Amid escalating Russian missile attacks and Ukrainian defensive resistance, preoccupations in Europe are about how to channel more weaponry and ammunition to Ukraine. Peace talks are seen as secondary or dismissed as defeatist, yet they remain an essential component of this military-political conflict.
Wars like this eventually end in settlements or armistices that fall short of victory for either side. Widespread talk of stalemate at the beginning of this year has given way to fears in Europe that the advantages of scale are accruing to Russia and are not being offset for Ukraine because promised delivery of US and European weapons and ammunition is delayed. Putin’s Russia is reasserting its maximalist demands on Ukraine. They include “denazification”, no Nato membership and keeping at least the 18 per cent of Ukrainian territory it now holds.
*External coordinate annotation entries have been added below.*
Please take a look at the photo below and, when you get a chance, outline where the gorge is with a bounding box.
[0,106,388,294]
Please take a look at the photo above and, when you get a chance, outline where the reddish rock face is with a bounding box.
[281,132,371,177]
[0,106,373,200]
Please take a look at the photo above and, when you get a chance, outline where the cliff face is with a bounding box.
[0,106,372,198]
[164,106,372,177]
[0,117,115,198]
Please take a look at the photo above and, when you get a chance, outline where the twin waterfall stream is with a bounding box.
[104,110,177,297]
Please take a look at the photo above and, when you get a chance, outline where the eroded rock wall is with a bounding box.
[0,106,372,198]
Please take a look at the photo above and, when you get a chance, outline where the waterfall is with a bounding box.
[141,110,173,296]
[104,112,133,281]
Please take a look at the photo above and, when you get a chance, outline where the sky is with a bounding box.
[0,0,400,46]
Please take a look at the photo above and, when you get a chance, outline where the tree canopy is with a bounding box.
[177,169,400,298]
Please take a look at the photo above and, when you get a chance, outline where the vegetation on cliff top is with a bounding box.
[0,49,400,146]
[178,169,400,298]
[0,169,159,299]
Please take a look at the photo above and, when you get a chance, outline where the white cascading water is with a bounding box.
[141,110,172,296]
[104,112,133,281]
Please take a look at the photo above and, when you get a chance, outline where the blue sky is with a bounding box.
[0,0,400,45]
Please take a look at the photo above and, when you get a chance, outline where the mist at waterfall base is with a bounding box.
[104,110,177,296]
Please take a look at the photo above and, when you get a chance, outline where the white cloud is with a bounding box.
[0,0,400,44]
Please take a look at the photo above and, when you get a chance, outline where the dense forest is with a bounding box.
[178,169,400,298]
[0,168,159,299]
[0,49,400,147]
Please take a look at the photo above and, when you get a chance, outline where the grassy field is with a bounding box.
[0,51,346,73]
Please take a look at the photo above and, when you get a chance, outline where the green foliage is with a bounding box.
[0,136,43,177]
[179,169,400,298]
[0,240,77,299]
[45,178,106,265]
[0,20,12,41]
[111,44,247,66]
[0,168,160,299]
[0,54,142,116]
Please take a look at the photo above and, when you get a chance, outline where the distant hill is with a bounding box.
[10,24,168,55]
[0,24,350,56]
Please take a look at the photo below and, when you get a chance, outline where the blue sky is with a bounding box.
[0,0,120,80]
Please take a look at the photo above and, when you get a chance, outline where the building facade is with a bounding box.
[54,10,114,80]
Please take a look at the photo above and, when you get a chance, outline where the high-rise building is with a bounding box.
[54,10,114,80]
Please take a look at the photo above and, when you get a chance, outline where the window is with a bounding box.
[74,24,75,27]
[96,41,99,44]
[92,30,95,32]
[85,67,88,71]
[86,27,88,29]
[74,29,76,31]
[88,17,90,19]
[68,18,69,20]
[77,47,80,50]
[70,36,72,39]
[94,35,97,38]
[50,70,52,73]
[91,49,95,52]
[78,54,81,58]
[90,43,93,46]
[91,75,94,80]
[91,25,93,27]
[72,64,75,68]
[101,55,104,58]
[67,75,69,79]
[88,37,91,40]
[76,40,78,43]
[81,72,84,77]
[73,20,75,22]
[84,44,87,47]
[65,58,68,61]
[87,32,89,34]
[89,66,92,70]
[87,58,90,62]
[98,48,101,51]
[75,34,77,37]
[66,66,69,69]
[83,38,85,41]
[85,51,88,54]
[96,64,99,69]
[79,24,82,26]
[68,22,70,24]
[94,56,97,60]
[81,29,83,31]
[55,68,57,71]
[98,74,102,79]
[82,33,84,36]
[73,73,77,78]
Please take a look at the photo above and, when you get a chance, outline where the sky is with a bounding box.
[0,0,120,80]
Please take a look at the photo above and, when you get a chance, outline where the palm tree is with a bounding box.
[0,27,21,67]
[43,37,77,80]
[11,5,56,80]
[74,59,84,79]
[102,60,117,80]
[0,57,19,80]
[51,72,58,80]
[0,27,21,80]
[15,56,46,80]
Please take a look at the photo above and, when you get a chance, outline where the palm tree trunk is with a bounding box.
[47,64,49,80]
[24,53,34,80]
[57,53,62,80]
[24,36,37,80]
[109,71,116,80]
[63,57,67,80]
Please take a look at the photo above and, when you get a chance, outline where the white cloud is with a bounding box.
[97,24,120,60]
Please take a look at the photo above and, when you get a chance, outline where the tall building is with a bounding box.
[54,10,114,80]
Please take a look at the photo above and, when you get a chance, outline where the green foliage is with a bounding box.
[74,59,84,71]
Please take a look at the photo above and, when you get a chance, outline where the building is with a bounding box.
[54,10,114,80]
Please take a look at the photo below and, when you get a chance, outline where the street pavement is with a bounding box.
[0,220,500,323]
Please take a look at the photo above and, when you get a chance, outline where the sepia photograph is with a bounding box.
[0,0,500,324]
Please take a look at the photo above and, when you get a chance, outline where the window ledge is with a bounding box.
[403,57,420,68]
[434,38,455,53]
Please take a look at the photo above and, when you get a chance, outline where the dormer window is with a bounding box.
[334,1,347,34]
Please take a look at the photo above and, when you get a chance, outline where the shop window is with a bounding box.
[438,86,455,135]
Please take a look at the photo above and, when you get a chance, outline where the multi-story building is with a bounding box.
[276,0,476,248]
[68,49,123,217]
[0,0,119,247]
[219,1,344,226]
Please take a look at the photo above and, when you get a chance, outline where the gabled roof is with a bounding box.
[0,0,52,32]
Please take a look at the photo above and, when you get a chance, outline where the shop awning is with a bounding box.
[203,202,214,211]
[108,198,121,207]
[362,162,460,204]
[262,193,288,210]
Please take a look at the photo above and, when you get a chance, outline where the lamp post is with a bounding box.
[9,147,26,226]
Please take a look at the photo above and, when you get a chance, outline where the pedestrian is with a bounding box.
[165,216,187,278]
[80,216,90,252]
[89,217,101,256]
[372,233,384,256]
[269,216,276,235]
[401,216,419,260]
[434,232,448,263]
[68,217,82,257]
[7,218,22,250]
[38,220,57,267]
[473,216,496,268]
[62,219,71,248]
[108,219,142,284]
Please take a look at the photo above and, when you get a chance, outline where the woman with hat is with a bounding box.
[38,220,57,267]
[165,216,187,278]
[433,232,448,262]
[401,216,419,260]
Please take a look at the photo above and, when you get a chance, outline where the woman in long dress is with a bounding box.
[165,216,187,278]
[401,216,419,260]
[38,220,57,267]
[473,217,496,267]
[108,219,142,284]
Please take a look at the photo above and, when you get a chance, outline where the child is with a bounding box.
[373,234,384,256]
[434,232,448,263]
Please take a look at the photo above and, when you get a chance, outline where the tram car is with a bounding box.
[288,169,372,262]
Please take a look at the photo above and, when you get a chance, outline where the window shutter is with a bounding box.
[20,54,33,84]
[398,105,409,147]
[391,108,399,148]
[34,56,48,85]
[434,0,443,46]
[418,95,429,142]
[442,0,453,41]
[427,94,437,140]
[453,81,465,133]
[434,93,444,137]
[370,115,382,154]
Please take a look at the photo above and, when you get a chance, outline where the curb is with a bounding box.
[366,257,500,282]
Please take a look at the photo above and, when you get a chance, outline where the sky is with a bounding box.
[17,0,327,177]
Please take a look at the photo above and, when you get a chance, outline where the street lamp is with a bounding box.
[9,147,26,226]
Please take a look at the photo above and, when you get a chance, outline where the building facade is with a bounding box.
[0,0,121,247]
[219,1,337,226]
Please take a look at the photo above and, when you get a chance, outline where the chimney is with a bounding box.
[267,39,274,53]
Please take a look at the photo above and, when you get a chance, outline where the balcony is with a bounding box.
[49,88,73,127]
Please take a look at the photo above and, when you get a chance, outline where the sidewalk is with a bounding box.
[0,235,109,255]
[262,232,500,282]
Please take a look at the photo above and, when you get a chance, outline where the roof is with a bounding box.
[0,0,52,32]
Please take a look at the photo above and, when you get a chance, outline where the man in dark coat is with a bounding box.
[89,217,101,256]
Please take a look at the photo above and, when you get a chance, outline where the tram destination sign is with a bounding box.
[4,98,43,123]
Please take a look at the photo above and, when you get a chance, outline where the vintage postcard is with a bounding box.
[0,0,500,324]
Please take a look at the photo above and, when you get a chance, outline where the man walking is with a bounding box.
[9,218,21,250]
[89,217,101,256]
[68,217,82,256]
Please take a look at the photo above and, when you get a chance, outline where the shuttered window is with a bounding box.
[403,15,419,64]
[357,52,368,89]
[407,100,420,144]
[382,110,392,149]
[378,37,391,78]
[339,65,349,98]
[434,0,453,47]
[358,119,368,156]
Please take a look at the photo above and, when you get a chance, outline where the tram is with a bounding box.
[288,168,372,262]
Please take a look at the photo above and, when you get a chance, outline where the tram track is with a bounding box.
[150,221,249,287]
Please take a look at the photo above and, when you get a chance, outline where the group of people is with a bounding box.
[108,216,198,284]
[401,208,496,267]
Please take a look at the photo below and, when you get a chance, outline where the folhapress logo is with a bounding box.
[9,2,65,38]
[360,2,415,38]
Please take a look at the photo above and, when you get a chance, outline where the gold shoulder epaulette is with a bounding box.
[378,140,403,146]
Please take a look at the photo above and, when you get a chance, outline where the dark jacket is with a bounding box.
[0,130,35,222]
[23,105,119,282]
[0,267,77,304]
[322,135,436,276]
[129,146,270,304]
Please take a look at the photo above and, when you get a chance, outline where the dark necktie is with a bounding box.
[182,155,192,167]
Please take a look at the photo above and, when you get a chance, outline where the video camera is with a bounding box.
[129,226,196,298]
Putin is taking advantage of apparently weaker resolve in Europe and the US to continue supporting Ukraine. Although objectively he is in a far weaker position than Europe – economically and on basic resources – he commands his authoritarian regime with renewed confidence.
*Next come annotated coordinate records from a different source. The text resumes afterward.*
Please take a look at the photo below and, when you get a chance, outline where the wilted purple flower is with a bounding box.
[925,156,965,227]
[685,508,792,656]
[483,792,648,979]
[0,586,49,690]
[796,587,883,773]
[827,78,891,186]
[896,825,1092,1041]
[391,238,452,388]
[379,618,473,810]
Fears that he can translate this into further imperial expansion in his ambition to resurrect former Russian lands now in the European Union were expressed by French president Emmanuel Macron this week after the solidarity summit he called. Saying variously that Putin cannot win and must be defeated, Macron talked of sending troops to Ukraine and agreed with the proposal to buy shells in world markets rather than rely only on EU states to provide them.
Macron is asserting French leadership of the moves towards far more European military capacity in the face of Russian power and diminishing US commitment to Nato. Combined with German rearmament, this is a major turning point towards the strategic autonomy he advocates for Europe. But Macron’s troops suggestion was immediately shot down by his allies because it would put Nato at war with Russia.
Recent polling shows more pessimism among Europeans about a Ukrainian victory in the war. In Ukraine itself there is still a majority in favour of fighting on and a determination not to cede territory. That territory includes Crimea, seized by Putin in 2014 and gifted to Ukraine under Soviet rule by Khrushchev in 1954. The Ukrainians insist it must be returned in any settlement. But since it has strategic Russian naval ports Putin absolutely refuses. He talks of any such a move, supported by Nato, as drawing the conflict closer to nuclear war. He is mindful of the debate going on in the White House about whether the US should continue to support Ukrainian claims to Crimea, or whether it would be necessary to stop short of that in any peace talks.
That illustrates the great dangers at play in this period of the war. They concern not only European powers and the US but affected states worldwide. There have been many initiatives for talks. In the months after the Russian invasion they were led by Turkey and other regional states, which the Russians say were sabotaged by Boris Johnson and Nato. Denmark took an initiative and more recently Switzerland and Austria have floated ideas that would involve Russia and China. So has the African Union.
President Zelenskiy’s current plans for a very broad-based conference on his peace proposals are being actively pursued; but they do not include Russia, which has dismissed them as not serious. Zelenskiy wants to gather widespread support for his own maximalist demands of territorial recovery, compensation, membership of the EU and Nato – and he refuses to talk to Putin.
Work by senior former US diplomats and officials has also prepared some of the ground for possible talks. All such efforts now take place in the shadow of a possible Trump victory in the US presidential elections. Trump has hinted he would solve the war quickly and is less committed to Ukraine.
Those drawing realist conclusions from the current balance of forces foresee a phased process of negotiations and agreements. Final resolution of territorial claims on both sides would be postponed to further talks. The status quo on the battlefield would be roughly adhered to. This could allow both sides to claim a limited victory, partly by redefining what victory means.
Thus Ukraine has heroically defended nearly all the territory it held before the invasion, is now locked into EU membership and solidarity for reconstruction and will secure associated security guarantees. Putin would hold on to roughly what he controls in Ukraine now, has consolidated his regime as a more authoritarian state, attracted support from China and managed to offload many of the sanctions imposed.
That would be a messy and suboptimal outcome, but it may be the best available after two years of war.